Port-au-Prince, 5 février 2002 -(AHP)-Détérioration de la situation des droits de l'homme au cours de la première année de la présidence d'Aristide, selon le NCHR
La Coalition Nationale pour les Droits des Haïtiens (NCHR) a déclaré noter que la première année du retour au pouvoir du président Jean Bertrand Aristide est caractérisée par une nette détérioration de la situation générale des droits humains en Haïti.
Dans un rapport rendu public mardi, la NCHR indique que les libertés d'association, de réunion et d'expression acquises au prix de luttes pénibles depuis la chute des Duvalier ont été mises, selon elle, à rudes épreuves tout au cours de la première année du retour au pouvoir de M. Aristide.
Selon cette organisation de défense de droits de l'homme, les droits civils et politiques des citoyens n'ont pas été respectés.

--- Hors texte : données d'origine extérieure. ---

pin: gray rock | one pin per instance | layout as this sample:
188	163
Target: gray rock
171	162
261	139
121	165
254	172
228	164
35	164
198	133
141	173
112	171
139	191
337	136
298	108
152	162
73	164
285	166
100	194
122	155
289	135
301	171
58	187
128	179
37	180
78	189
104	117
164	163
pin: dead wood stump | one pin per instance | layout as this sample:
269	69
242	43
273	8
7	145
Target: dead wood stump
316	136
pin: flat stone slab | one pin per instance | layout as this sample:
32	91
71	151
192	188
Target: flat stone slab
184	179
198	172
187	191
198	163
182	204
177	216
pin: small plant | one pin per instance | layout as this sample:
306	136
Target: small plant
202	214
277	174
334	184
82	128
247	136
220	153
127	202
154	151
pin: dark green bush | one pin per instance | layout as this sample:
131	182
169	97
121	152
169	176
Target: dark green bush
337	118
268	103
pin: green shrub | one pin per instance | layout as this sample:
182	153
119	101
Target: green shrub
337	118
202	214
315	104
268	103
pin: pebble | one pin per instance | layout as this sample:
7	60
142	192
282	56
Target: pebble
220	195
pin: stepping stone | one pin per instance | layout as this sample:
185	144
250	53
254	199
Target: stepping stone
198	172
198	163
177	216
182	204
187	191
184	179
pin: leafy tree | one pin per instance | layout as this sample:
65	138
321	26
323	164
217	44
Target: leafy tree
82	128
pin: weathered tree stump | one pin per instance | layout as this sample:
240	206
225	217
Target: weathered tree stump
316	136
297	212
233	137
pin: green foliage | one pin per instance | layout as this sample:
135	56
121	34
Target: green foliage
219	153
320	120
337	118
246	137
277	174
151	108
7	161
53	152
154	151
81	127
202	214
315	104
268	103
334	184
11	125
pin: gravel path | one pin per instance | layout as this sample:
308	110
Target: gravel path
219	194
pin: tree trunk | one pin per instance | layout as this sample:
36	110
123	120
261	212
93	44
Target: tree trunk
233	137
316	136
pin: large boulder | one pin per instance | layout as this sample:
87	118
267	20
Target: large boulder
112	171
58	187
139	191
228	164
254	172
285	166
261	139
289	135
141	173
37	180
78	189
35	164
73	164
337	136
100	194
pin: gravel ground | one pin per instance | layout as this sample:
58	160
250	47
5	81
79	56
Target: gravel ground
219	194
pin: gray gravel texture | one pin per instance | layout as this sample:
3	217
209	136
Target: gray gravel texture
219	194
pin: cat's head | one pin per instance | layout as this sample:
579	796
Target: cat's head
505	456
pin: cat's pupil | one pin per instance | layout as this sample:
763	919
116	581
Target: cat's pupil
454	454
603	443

Les manifestations politiques anti-gouvernementales menées, dit-elle, pacifiquement et sans armes ont été interrompues avec violence par des partisans du pouvoir dans plusieurs villes du pays.
La NCHR indique que les partisans du pouvoir semblent avoir bénéficié de la complicité de la Police Nationale qui, estime-t-elle, n'a pas toujours fait preuve d'impartialité.
La Coalition Nationale pour les Droits des Haïtiens estime que depuis le retour à l'ordre constitutionnel en 1994, la liberté d'expression n'a jamais été aussi menacée.
Selon elle, des menaces de mort sont proférés régulièrement et publiquement par des chefs d'organisations populaires par des élus Lavalas, contre, dit-elle, la presse indépendante.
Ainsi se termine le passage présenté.